Health Checks and Circuit Breakers Reference

Health Checks and Circuit Breakers Reference

You can make an API proxied by Kong use a ring-balancer, configured by adding an upstream entity that contains one or more target entities, each target pointing to a different IP address (or hostname) and port. The ring-balancer will balance load among the various targets, and based on the upstream configuration, will perform health checks on the targets, making them as healthy or unhealthy whether they are responsive or not. The ring-balancer will then only route traffic to healthy targets.

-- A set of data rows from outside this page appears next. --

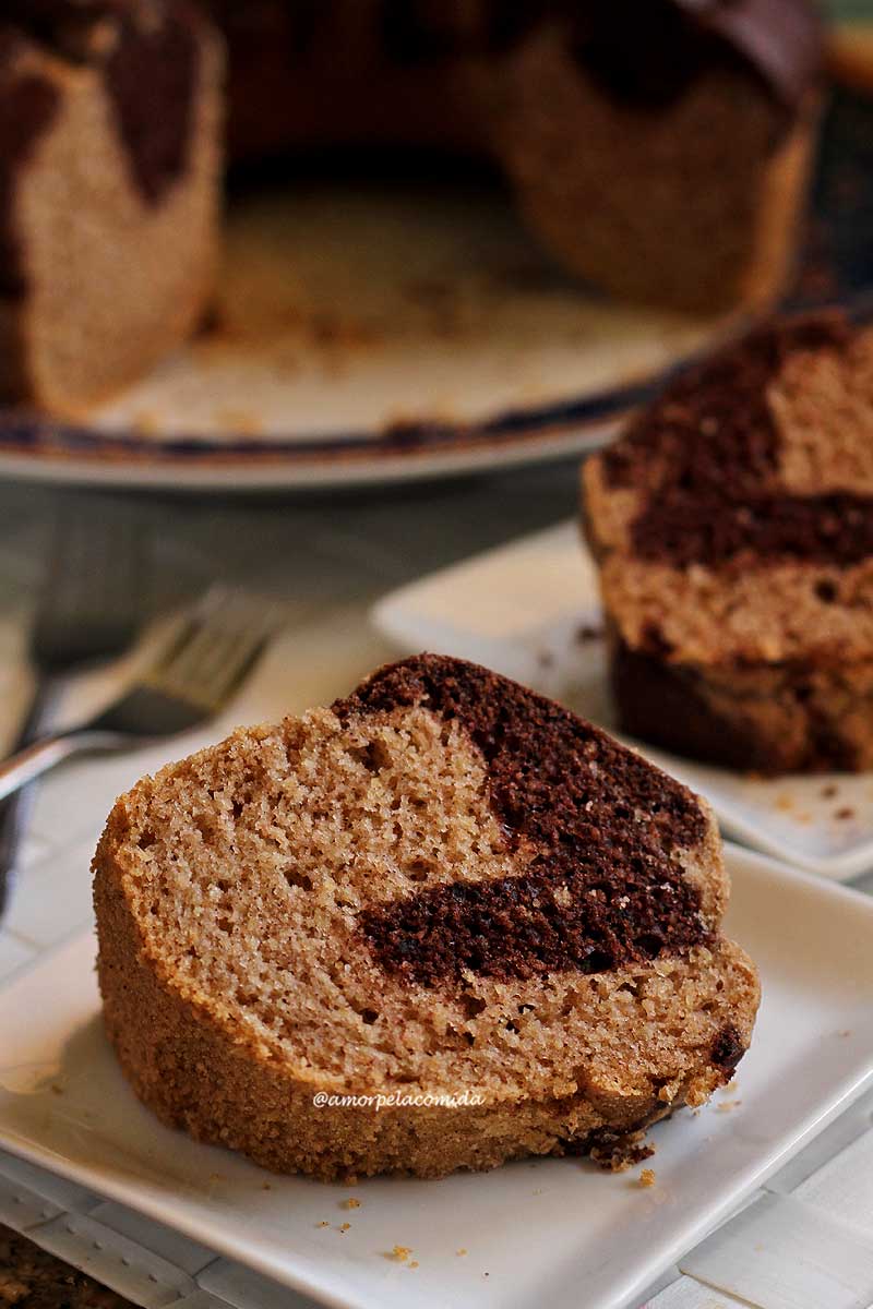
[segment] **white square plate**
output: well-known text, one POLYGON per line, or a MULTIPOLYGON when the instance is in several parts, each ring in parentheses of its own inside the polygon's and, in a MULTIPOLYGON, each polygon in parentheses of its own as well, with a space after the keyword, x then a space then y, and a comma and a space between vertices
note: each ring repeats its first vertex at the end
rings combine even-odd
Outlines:
POLYGON ((575 1158, 326 1186, 198 1145, 122 1079, 90 935, 0 992, 0 1147, 344 1309, 620 1309, 873 1083, 873 902, 737 848, 729 864, 755 1039, 737 1088, 653 1130, 650 1189, 575 1158))
MULTIPOLYGON (((403 586, 373 619, 404 652, 487 664, 614 729, 597 573, 576 522, 403 586)), ((707 796, 728 835, 838 881, 873 869, 873 774, 764 780, 640 749, 707 796)))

Kong supports two kinds of health checks, which can be used separately or in conjunction:

active checks, where a specific HTTP or HTTPS endpoint in the target is periodically requested and the health of the target is determined based on its response;
passive checks (also known as circuit breakers), where Kong analyzes the ongoing traffic being proxied and determines the health of targets based on their behavior responding requests.

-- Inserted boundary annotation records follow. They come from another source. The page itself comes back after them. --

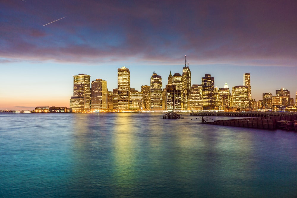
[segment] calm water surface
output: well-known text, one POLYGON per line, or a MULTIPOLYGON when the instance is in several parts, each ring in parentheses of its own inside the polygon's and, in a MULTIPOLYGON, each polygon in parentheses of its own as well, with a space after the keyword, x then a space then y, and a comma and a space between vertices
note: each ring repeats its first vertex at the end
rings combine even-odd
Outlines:
POLYGON ((296 197, 297 133, 163 114, 0 114, 0 197, 296 197))

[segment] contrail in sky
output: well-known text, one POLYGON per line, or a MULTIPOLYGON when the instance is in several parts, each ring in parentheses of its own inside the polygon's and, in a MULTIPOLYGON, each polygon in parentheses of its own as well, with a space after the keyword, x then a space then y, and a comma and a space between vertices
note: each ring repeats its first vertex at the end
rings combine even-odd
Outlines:
POLYGON ((50 24, 50 23, 53 23, 54 22, 56 22, 56 21, 57 20, 59 20, 61 19, 63 19, 63 18, 65 18, 66 17, 62 17, 62 18, 61 18, 60 19, 58 19, 57 20, 54 20, 53 21, 52 21, 52 22, 51 22, 50 23, 48 23, 47 24, 46 24, 45 25, 43 25, 43 26, 46 26, 47 25, 48 25, 49 24, 50 24))

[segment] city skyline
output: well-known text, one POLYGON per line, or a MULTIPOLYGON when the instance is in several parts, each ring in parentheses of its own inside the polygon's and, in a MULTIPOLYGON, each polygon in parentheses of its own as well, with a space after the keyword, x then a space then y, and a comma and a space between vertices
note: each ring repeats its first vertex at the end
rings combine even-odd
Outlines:
POLYGON ((296 4, 4 1, 0 110, 69 107, 73 76, 102 79, 112 91, 123 66, 136 90, 149 85, 154 72, 164 88, 170 71, 182 74, 186 55, 192 84, 209 74, 215 86, 232 88, 249 73, 252 98, 282 87, 295 102, 296 4))

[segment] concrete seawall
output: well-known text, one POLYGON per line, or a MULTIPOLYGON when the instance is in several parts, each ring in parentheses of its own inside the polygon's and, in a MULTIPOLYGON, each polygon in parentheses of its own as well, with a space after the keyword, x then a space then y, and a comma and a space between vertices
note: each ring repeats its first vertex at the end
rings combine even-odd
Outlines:
POLYGON ((297 115, 294 114, 223 120, 216 120, 213 122, 205 122, 204 123, 273 130, 278 129, 282 126, 282 122, 280 121, 297 121, 297 115))

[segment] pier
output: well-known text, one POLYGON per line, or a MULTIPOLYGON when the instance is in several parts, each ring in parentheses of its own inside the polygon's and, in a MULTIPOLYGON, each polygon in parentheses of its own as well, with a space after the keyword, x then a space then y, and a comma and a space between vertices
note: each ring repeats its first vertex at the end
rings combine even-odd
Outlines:
POLYGON ((214 122, 204 122, 203 123, 272 130, 297 130, 297 115, 294 114, 215 120, 214 122))
POLYGON ((181 119, 181 114, 178 114, 174 111, 171 111, 163 116, 163 119, 181 119))
POLYGON ((297 113, 278 112, 203 112, 191 113, 190 115, 197 116, 219 116, 236 117, 266 117, 272 116, 296 115, 297 113))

Defining healthy and unhealthy

Targets

The objective of the health checks functionality is to dynamically mark targets as healthy or unhealthy, for a given Kong node. There is no cluster-wide synchronization of health information: each Kong node determines the health of its targets separately. This is desirable since at a given point one Kong node may be able to connect to a target successfully while another node is failing to reach it: the first node will consider it healthy, while the second will mark it as unhealthy and start routing traffic to other targets of the upstream.

Either an active probe (on active health checks) or a proxied request (on passive health checks) produces data which is used to determine whether a target is healthy or unhealthy. A request may produce a TCP error, timeout, or produce an HTTP status code. Based on this information, the health checker updates a series of internal counters:

If the returned status code is one configured as “healthy”, it will increment the “Successes” counter for the target and clear all its other counters;
If it fails to connect, it will increment the “TCP failures” counter for the target and clear the “Successes” counter;
If it times out, it will increment the “timeouts” counter for the target and clear the “Successes” counter;
If the returned status code is one configured as “unhealthy”, it will increment the “HTTP failures” counter for the target and clear the “Successes” counter.

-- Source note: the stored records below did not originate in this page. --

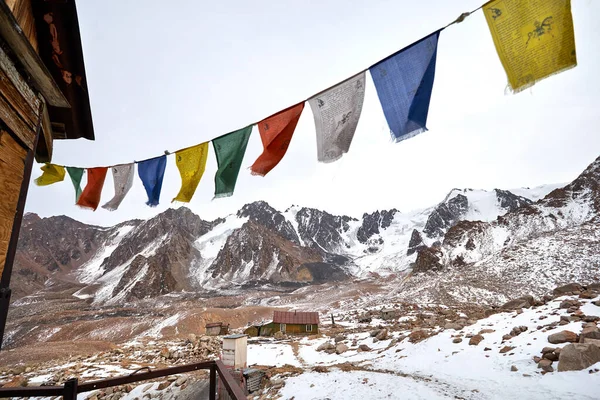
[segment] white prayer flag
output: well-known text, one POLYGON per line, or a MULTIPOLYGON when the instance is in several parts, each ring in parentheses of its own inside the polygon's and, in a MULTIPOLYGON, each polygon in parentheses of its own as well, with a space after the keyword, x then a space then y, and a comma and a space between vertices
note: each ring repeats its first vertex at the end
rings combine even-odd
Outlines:
POLYGON ((115 184, 115 195, 114 197, 102 208, 109 211, 115 211, 121 205, 121 202, 129 192, 129 189, 133 186, 134 164, 124 164, 111 167, 113 172, 113 181, 115 184))
POLYGON ((308 100, 315 117, 317 157, 325 163, 347 153, 358 125, 365 99, 365 73, 308 100))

If any of the “TCP failures”, “HTTP failures” or “timeouts” counters reaches their configured threshold, the target will be marked as unhealthy.

If the “Successes” counter reaches its configured threshold, the target will be marked as healthy.

The list of which HTTP status codes are “healthy” or “unhealthy”, and the individual thresholds for each of these counters are configurable on a per-upstream basis. Below, we have an example of a configuration for an Upstream entity, showcasing the default values of the various fields available for configuring health checks. A description of each field is included in the Admin API reference documentation.

{
    "name": "service.v1.xyz",
    "healthchecks": {
        "active": {
            "concurrency": 10,
            "healthy": {
                "http_statuses": [ 200, 302 ],
                "interval": 0,
                "successes": 0
            },
            "http_path": "/",
            "timeout": 1,
            "unhealthy": {
                "http_failures": 0,
                "http_statuses": [ 429, 404, 500, 501,
                                   502, 503, 504, 505 ],
                "interval": 0,
                "tcp_failures": 0,
                "timeouts": 0
            }
        },
        "passive": {
            "healthy": {
                "http_statuses": [ 200, 201, 202, 203,
                                   204, 205, 206, 207,
                                   208, 226, 300, 301,
                                   302, 303, 304, 305,
                                   306, 307, 308 ],
                "successes": 0
            },
            "unhealthy": {
                "http_failures": 0,
                "http_statuses": [ 429, 500, 503 ],
                "tcp_failures": 0,
                "timeouts": 0
            }
        },
        "threshold": 0
    },
    "slots": 10
}

If an upstream is unhealthy (the available capacity % is less than the configured threshold), Kong will respond to requests to the upstream with 503 Service Unavailable.

Note:

Health checks operate only on active targets and do not modify the active status of a target in the Kong database.
Unhealthy targets will not be removed from the loadbalancer, and hence will not have any impact on the balancer layout when using the hashing algorithm (they will just be skipped).
The DNS caveats and balancer caveats also apply to health checks. If using hostnames for the targets, then make sure the DNS server always returns the full set of IP addresses for a name, and does not limit the response. Failing to do so might lead to health checks not being executed.

Upstreams

Along with health check functionality on individual targets, Upstreams also have a notion of health. The health of an Upstream is determined based on the status of its Targets.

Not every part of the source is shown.